Obviously, Kangesser could not go out under these circumstances and make damages almost a year later, and then claim the same to be a natural and unavoidable consequence of this breach. It might be said that he could not go ahead and sell lots by the delivery of a certificate of title showing this cloud, but he could have rescinded the contract and recovered his damages, or he could have deferred incurring damages upon his own initiative.
The Pfeiffer deal, out of which practically all of the items grew that were awarded by the trial court, is a clear illustration of damages incurred and made by the plaintiff. Long after the known breach of the defendant, Kangesser goes out and contracts about two lots theretofore sold to Pfeiffer for $19,500.00, as the sales agent of the plaintiff, The Kangesser Company. He says that in October, 1925, by reason of the fact that he was unable to give a clear certificate of title, he entered into a contract with Pfeiffer by the terms of which he agreed to have this estate administered and removed from the title within six and a half months, and then he claims that at the expiration thereof the estate had not yet been closed and he entered into another contract with Pfeiffer to return his payments. In the trial court the plaintiff claimed damages for some $5850.00 in the form of commissions paid by it to Kangesser as its agent in negotiating the Pfeiffer deal, and introduced evidence of a depreciation of the land, and was allowed the sum of $4875.00 therefor. These figures were not fixed as a result of judicial inquiry, but by voluntary agreement between plaintiff and Pfeiffer in which defendant had no part. Other like illustrations might be given from this record, all the result of activities of the plaintiff occurring for the most part after the breach and not directly flowing from the breach.

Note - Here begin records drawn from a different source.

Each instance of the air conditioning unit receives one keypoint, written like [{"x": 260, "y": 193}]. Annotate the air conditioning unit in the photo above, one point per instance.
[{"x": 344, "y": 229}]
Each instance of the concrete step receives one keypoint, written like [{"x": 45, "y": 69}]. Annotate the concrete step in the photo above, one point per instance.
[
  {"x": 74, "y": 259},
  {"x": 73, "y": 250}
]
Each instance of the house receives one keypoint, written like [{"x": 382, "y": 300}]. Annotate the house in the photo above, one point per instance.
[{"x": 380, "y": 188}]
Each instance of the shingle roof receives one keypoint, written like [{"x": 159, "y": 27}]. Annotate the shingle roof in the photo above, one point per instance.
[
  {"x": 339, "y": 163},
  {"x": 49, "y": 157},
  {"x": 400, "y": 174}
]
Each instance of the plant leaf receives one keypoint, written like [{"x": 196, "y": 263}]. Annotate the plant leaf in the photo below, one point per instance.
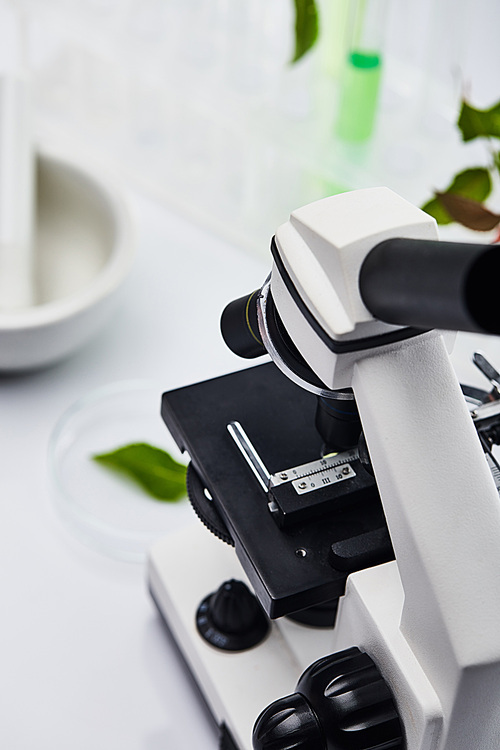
[
  {"x": 306, "y": 27},
  {"x": 470, "y": 213},
  {"x": 435, "y": 208},
  {"x": 152, "y": 468},
  {"x": 496, "y": 160},
  {"x": 474, "y": 183},
  {"x": 479, "y": 123}
]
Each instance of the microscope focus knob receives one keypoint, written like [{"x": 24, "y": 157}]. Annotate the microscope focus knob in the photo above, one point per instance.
[
  {"x": 231, "y": 618},
  {"x": 342, "y": 703}
]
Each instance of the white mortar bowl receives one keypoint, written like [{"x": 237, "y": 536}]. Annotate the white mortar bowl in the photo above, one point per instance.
[{"x": 83, "y": 253}]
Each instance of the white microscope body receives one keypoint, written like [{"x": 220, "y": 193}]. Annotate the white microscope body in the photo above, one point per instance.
[{"x": 431, "y": 619}]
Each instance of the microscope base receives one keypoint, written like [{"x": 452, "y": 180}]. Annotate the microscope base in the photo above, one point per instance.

Damages are awarded for the wrongful acts of omission or commission of the defendant, not for losses incurred by the affirmative acts of the plaintiff. It was his duty to act to minimize damages, not to create them.
In the trial court it was claimed and the trial court allowed these items as the result of the breach of this oral contract. We think this was error.
If the correct rule had been applied, there is a failure of proof in this record. As stated above, the abstract introduced in evidence shows that parcels one and two were not and could not be encumbered with any cloud or encumbrance by reason of this unadministered estate, inasmuch as the defendant owned these parcels in her own right. The undisputed claim of counsel was that there was no proof to show that the Pfeiffer lots, or the other lots sold, were or were not in parcels one and two.
It is our opinion and judgment that this case should be reversed, particularly for the reason that the court failed to apply the proper rule of damages. The record does not contain the necessary proof to enable us to make the proper computation.
LEVINE and McGILL, JJ, concur in judgment.